Cloud computing provider Blackbaud reached a $49.5 million settlement with attorneys general of 49 US states to resolve a multistate investigation into a May 2020 ransomware attack and resulting data breach .
Blackbaud is a leading provider of software solutions for nonprofit organizations, such as charities, schools, and healthcare agencies, specializing in donor engagement and constituent data management.
This data includes a wide range of sensitive information, such as demographic details, Social Security numbers, driver’s license numbers, financial records, employment data, asset information, donation histories, and protected health information.
In the breach disclosed by Blackbaud in July 2020, highly sensitive data belonging to more than 13,000 Blackbaud business customers and its customers in the US, Canada, the UK and the Netherlands was compromised, affecting millions of people.
The attackers stole customers’ unencrypted banking information, login credentials, and social security numbers.
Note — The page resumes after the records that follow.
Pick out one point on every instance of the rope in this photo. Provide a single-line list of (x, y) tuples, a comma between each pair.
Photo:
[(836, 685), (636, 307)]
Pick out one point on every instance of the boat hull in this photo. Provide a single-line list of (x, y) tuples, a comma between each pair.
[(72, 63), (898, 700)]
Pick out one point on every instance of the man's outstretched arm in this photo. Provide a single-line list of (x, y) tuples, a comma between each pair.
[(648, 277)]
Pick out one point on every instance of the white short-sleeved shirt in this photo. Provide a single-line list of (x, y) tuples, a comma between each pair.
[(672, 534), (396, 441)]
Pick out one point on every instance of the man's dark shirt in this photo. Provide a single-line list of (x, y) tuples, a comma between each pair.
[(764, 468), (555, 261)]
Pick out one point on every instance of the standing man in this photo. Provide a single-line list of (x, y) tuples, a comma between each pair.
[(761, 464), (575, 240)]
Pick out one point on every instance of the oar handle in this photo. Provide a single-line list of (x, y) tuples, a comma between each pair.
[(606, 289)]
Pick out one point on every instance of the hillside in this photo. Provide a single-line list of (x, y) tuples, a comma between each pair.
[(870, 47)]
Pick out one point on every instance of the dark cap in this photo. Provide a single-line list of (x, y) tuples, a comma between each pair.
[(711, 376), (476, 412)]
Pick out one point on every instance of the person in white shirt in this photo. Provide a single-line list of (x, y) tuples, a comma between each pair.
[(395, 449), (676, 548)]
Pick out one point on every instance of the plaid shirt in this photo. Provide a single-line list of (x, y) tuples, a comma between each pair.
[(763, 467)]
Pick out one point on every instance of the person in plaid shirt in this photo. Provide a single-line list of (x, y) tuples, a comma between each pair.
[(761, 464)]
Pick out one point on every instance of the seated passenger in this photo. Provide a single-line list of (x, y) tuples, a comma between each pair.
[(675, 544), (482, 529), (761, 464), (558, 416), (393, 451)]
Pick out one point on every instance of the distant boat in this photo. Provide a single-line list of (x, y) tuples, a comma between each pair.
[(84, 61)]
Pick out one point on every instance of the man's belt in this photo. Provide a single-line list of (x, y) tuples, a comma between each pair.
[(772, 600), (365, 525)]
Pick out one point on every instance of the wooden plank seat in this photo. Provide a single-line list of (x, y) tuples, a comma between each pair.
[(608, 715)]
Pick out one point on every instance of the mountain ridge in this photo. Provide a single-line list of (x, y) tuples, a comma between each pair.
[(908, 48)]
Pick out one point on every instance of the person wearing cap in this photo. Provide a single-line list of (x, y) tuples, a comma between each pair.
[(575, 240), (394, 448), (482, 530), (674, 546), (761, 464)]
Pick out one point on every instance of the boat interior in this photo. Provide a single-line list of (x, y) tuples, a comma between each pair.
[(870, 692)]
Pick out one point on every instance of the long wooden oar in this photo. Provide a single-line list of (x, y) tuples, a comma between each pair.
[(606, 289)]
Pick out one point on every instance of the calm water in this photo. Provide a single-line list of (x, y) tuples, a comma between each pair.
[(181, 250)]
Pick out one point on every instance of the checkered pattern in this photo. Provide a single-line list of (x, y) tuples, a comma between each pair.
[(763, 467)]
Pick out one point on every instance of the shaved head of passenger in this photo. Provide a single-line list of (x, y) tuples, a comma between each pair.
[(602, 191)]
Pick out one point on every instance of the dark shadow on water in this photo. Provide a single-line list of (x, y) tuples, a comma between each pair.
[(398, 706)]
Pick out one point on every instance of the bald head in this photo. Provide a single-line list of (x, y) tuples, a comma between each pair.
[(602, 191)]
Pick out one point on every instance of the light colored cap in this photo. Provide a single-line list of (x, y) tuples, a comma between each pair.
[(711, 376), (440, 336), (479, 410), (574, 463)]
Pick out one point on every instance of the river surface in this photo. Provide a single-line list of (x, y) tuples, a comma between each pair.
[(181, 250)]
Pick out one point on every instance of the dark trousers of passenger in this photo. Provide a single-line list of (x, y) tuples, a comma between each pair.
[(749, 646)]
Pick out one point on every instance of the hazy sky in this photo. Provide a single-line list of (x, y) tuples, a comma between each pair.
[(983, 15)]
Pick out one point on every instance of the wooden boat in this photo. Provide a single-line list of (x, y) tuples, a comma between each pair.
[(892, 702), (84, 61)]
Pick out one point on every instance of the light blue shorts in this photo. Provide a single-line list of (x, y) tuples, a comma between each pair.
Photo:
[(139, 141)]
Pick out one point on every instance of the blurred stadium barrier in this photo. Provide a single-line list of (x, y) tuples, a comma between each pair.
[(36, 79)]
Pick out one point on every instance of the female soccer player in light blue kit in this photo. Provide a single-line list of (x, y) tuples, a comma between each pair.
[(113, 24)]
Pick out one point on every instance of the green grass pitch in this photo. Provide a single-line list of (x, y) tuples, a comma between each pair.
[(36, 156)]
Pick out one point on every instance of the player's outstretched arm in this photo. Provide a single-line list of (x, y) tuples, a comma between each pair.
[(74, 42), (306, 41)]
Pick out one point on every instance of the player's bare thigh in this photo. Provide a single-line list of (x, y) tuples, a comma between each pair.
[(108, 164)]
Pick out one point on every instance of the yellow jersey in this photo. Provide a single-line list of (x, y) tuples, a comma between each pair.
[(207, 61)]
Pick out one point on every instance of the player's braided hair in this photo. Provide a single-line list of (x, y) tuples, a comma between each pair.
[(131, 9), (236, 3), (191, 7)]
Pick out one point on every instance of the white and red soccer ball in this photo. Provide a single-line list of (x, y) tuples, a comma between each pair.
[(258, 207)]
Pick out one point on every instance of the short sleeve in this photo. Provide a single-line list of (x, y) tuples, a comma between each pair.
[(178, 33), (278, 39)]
Blackbaud met the attackers’ ransom demand after being told that all stolen data had been destroyed.
This week’s $49.5 million settlement addresses allegations that Blackbaud violated state consumer protection laws, breach notification regulations, and the Health Insurance Portability and Accountability Act (HIPAA).
“Carelessness cannot justify the compromise of consumer data. Businesses must commit to safeguarding personal information, meeting consumers’ legitimate expectations for privacy and data protection,” said the Ohio Attorney General , Dave Yost.
As part of the agreement, Blackbaud must also:
- Implement and maintain a breach response plan
- Provide appropriate assistance to your clients in case of non-compliance
- Report security incidents to your CEO and board of directors and provide enhanced training to employees.
- Implement personal information safeguards and controls that require full database encryption and dark web monitoring.
- Enhance defenses through network segmentation, patch management, intrusion detection, firewalls, access controls, logging and monitoring, and penetration testing.
- Allow third-party evaluations of your compliance with the agreement for seven years
The consequences of the ransomware attack
In its quarterly report for the third quarter of 2020, the company revealed three years ago that at least 43 state attorneys general and the District of Columbia were investigating the incident.
As of November 2020, Blackbaud had already been sued in 23 proposed consumer class action cases related to the May 2020 security breach in the US and Canada.
In March, the company also agreed to pay $3 million to resolve charges brought by the Securities and Exchange Commission (SEC), alleging that it failed to disclose the full impact of the 2020 ransomware attack.
According to the SEC, Blackbaud’s technology and customer relations staff discovered that the attackers stole donors’ bank account information and social security numbers. However, they did not escalate the matter to management due to the company’s lack of adequate disclosure controls and procedures.
Blackbaud subsequently filed a report with the SEC omitting crucial details about the full scope of the breach. Additionally, the report downplayed the potential risk associated with sensitive donor information accessed by attackers, describing it as hypothetical.